Kiwis of a certain age can tell you about Opononi and the summer of 1955–56 when a wild bottlenose dolphin, dubbed "Opo", started playing with the kids in the shallows and performing tricks with beach balls. At the time dolphin-watching trips were decades away. Christmas holidaymakers jammed the narrow dirt roads; film crews were dispatched; protective laws were drafted; and Auckland musicians wrote and recorded the novelty song Opo The Crazy Dolphin in a day. Their tape arrived at the radio station for its first airing just as news came in that Opo had been shot under mysterious circumstances. No one ever took responsibility, but amid the national mourning the song became a hit anyway.

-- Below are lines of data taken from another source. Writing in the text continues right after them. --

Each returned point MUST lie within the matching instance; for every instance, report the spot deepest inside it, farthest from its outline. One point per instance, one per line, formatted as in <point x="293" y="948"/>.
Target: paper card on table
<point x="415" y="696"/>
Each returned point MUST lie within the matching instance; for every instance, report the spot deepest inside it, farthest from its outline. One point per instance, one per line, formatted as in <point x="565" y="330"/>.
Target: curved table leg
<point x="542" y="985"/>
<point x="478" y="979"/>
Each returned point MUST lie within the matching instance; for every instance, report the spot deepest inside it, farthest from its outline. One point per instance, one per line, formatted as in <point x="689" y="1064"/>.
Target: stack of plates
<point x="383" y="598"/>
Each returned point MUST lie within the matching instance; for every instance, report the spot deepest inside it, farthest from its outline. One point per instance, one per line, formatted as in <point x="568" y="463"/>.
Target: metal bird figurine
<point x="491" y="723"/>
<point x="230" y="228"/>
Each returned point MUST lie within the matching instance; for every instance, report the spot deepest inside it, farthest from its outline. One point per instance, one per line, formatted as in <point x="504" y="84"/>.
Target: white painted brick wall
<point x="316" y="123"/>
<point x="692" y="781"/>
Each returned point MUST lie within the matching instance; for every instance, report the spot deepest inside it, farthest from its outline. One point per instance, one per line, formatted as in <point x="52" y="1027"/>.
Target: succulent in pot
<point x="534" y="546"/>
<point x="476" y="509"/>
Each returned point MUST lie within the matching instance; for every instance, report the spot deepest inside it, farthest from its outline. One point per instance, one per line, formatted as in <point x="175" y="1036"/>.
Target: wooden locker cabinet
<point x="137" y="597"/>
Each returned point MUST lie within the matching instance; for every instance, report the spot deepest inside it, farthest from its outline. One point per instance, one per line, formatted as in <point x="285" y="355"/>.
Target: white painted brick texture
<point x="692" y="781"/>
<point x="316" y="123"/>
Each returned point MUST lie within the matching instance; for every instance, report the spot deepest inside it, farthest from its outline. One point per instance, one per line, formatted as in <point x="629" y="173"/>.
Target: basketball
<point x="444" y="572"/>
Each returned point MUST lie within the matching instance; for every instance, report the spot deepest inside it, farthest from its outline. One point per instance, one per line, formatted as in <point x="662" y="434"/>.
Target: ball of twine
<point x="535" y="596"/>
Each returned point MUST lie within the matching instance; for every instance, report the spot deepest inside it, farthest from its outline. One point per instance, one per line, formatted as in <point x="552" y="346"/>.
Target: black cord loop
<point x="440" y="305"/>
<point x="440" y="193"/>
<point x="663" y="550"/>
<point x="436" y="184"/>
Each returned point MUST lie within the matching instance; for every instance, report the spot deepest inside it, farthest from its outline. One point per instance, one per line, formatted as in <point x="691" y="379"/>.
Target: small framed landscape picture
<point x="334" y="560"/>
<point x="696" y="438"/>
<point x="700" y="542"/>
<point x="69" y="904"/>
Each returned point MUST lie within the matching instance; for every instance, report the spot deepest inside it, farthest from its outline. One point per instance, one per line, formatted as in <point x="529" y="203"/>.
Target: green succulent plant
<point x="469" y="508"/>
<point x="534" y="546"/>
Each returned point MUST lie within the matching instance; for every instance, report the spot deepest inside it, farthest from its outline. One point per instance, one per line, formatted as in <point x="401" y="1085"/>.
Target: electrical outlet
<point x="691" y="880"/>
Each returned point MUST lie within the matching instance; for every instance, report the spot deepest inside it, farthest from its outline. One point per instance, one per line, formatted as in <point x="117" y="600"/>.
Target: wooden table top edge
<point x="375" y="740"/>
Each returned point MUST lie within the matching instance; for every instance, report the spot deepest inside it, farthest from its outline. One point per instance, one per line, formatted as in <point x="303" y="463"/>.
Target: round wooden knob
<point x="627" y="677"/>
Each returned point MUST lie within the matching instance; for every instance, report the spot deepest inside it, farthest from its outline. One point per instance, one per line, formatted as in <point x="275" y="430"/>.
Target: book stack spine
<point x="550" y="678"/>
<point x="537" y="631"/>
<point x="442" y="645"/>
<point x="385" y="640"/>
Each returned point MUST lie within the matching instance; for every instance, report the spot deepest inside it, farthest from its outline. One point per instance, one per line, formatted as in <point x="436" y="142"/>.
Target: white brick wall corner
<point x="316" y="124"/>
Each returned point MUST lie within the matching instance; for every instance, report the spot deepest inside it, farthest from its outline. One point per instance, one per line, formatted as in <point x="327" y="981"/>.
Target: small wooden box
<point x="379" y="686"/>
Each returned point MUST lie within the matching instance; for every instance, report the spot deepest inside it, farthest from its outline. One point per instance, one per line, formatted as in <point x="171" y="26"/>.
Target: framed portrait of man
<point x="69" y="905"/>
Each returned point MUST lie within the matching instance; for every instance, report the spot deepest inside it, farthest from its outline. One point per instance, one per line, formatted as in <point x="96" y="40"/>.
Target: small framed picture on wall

Opononi has dined out on its fifteen minutes of fame ever since, though the only concrete reminders are a statue of Opo in the car park outside the Opononi Resort Hotel and her grave next door outside the War Memorial Hall. To get a sense of the frenzied enthusiasm for Opo, head to Omapere where the local museum inside the visitor centre shows a short video in classic 1950s-documentary style.